My Poor Brain
or: why I still go to therapy.
I’ve been in some form of counseling and/or therapy since I was around 13 years old. I’m now 28, which means I’ve been doing it for… a long time. I know it’s an extremely common thing to do now, to see a therapist to “work on yourself.” To take medication for a myriad of different mental illnesses. To be honest about your mental health. I’ve been working on myself for over a decade, and I’m still not done.
I was, to put it succinctly, a very angry teen. My parents were confused; I’ve always been opinionated and hungry for independence, but I never took my feelings out on anyone in a serious way until I was in the throes of adolescence. There were screaming matches, hours of crying. For someone who’s disabled in all four limbs, I hit and kicked pretty hard — I’m not a violent person, but at times I reached a point where I didn’t know how else to express myself. They were convinced I was just emotional, bratty, combative, immature. The truth is, I needed an outlet.
I doubt any teenager feels understood by the adults around them; being disabled just added another layer to my confusion. It felt like literally no one understood me, not even my closest friends or family. They had no idea what it was like to be me, to live in my body with my limitations. People tended to see my generally agreeable, content personality and assume there’s nothing else going on inside (and they still do). I wanted someone to hear me, to grasp that all I wanted was to have some freedom, that I wasn’t asking for much.
My first therapist was my school’s social worker, one of the coolest people I’d ever met to that point. When I skipped gym and sat in her office once a week — at my mom’s insistence, which I think the guidance office understood but the administration didn’t — I felt taken seriously for the first time. I could say whatever I wanted about what was going on inside my head, and for my introverted teen self that was huge. I remember crying a lot; I don’t know if I was as much of an oversharer as I am now. I don’t think I knew how to explain all of what I felt, so there were things I left out or didn’t fully touch on: being lonely, knowing I’m different but wanting to be treated equally, how I felt about my body, the times I wondered if people would have an easier time if I wasn’t around…
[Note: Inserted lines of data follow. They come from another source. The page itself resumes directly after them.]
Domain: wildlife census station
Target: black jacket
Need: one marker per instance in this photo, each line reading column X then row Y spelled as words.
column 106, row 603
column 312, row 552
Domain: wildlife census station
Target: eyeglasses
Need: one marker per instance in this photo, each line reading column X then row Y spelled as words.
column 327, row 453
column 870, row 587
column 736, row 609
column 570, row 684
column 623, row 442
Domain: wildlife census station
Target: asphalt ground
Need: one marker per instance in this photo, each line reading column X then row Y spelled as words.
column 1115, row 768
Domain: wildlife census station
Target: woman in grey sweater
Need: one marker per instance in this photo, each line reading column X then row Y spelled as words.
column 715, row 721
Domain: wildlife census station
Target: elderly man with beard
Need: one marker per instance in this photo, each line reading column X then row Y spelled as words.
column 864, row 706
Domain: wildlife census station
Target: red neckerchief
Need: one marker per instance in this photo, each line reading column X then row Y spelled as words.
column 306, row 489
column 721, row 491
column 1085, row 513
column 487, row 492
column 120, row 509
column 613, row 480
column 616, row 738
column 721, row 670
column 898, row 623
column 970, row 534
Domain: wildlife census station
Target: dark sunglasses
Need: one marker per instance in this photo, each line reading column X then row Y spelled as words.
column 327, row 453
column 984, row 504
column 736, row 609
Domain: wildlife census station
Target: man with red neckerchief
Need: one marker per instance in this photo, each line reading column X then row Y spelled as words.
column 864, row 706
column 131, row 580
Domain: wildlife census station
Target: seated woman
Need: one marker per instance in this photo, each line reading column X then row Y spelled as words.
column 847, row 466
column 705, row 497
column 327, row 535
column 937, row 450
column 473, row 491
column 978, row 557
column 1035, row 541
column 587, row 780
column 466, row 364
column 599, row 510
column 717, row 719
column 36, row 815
My feelings tend to go out of control when I’m in times of change and transition. I was back in therapy again before I started college, after my traumatic brain injury, after finishing undergrad, and in grad school. I shouldn’t have taken so many breaks, but I was stubborn and reached a point where I didn’t think I needed it anymore. I also never thought I’d need medication to cope; again, I was stubborn and convinced that how I felt wasn’t “bad enough” to warrant it. I just thought swinging from anxiety to depression in a vicious cycle was normal for me, and that I’d eventually land in the middle. I’ve been on medication since I was 24. I’m seeing a therapist again after a bit of a break and I think I’m finally going to hit my sweet spot — it’s only been a few weeks, but I have a pretty heightened ability to read people and the therapist I’m seeing is lovely.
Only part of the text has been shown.